'Ghost forests' show visible results of changes in climate
Sea level rise will have the greatest impacts on rural land in places where knowledge is insufficient to best inform decisions about encroaching marshlands, according to a review published in the journal Nature Climate Change: Sea-level driven land conversion and the formation of ghost forests.
The decisions involve complex tradeoffs in the value of land uses. Many landowners see upland-to-wetland conversion as an economic loss, but wetlands provide valuable ecosystem services by improving water quality, supporting marine fisheries, and protecting against flooding.
The paper is the first to synthesize studies of land conversion driven by sea level rise. One of the clearest signs of this conversion are "ghost forests": stands of dead trees with new marshlands surrounding their bleached trunks.

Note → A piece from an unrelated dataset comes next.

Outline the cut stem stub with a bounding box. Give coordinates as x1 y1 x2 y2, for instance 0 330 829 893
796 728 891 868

"Ghost forests are one of the most prominent indicators of climate change," says lead author Matt Kirwan of the Virginia Institute of Marine Science. "Submergence of rural land -- marked by ghost forests and abandoned farm fields -- is ecologically and economically important, and globally relevant to the survival of coastal wetlands."
Adds Mike Sieracki, a program director in NSF's Division of Ocean Sciences, which funded the research, "As oceans rise, coastal landforms and ecosystems will change. This study demonstrates that ghost forests are an early, visible consequence of sea level rise."